Enfin prêtes, Blanche et Céléna sortirent de la maison, remontèrent la rue des Bourdonnais, tournèrent rue de la Limace et rejoignirent la paroisse Saint Opportune juste avant le début de l’office. Entrant dans l’église, où bruissaient encore les bruits des dernières conversations, elles s’installèrent parmi les autres paroissiennes, dans la partie droite de la nef, à leurs places habituelles. Blanche avait fait en sorte d’arriver un peu plus tôt car, elle voulait prier pour la reine. On avait appris la veille que son altesse royale, la princesse Sophie était décédée et que sa mère Marie-Antoinette, désespérée par la nouvelle, avait perdu connaissance. Blanche ne pouvait que compatir avec cette femme qui venait de perdre son enfant. Que le Seigneur apaise sa peine et accueille la petite princesse dans son paradis, même si sa mère n’était guère appréciée. Une autrichienne… elle ne pouvait être qu’ennemie de la France mais, malgré cela, Blanche compatissait à son chagrin de mère.

— Que Dieu vous accueille et vous accorde sa miséricorde éternelle, clama le prêtre dont la voix résonna dans l’Église. D’un seul mouvement, l’assemblée se leva et entonna le chant d’entrée.

Comme chaque matin, Blanche pria de toute son âme, espérant obtenir un miracle. Il n’y avait que cela qui pourrait guérir Célestin. Le père Pion la connaissait depuis des années, et s’il n’avait pas assisté à son mariage avec Étienne, c’est lui qui avait baptisé tous les enfants du couple.

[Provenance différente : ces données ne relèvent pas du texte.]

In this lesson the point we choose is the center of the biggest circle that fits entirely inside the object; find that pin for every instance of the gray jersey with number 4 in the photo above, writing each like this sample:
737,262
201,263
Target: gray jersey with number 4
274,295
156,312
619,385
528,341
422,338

Il devinait la peine de cette pauvre mère qui voyait souffrir son plus jeune fils. Et il savait la culpabilité qui l’habitait. Plusieurs fois en confession, elle avait reconnu ne pas avoir désiré cette cinquième grossesse, un tardillon arrivé quatre ans après sa sœur. Elle n’avait pas cherché à s’en débarrasser, cela aurait été une bien trop grande offense aux yeux de Dieu, mais le fait d’y avoir seulement pensé, lui donnait le sentiment d’être responsable de la souffrance actuelle de son petit.

- Les voies du seigneur sont impénétrables, à nous pauvres humains lui avait-il dit à plusieurs reprises pour tenter d’apaiser sa peine. Mais je doute que Dieu se venge de vos pensées en faisant souffrir un innocent.

L’office terminée, les deux femmes se levèrent et, sortant de l’église, furent l’une et l’autre surprise par la chaleur environnante. La journée s’annonçait caniculaire.